Ah, so should I maybe treat erase_if as an ADL customization point?

The papers that proposed std::erase_if (N4009, P1209) don’t say anything about ADL, neither pro nor con. My own take is “no, you should never treat anything as an ADL customization point if you can help it — with the grandfathered-in exception of swap.” If you want your own type to have an erase_if API, you should make it a proper public member function of the type. When writing generic code, you should not assume that any other type author acts differently from how you would act; so, you shouldn’t assume that any other type author is going to implement a non-member erase_if.
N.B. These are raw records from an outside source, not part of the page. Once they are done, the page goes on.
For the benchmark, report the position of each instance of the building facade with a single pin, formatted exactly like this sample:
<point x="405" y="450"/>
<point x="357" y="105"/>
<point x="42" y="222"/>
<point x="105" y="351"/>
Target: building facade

(But, if you go against my advice and do make ADL calls to erase_if, at least notice that you should not use the “std::swap two-step.” With swap, and also with begin, size, data, and the rest of C++17’s ill-advised customization points, it’s reasonable to fall back on the generic template in namespace std when ADL finds nothing better. For erase_if, there is no such generic template on which to fall back.)

Verdicts on std::erase_if

std::erase and std::erase_if are clearly beneficial if you are writing generic code to handle an unknown sequence container — i.e., you know it’s vector, deque, or list, but you don’t know which. In that case, std::erase will never be slower than the erase-remove idiom, and (for list specifically) may be an improvement.

std::erase does not exist for associative containers, because it would be confusing if erase(container, hawaii) and container.erase(hawaii) had different behaviors.

For the associative containers, you might prefer using std::erase_if over open-coding the it = container.erase(it) idiom. On the other hand, it = container.erase(it) is generic code that will work for a wider variety of containers, including your own; std::erase_if is a convenience function provided only for the STL’s closed collection of containers.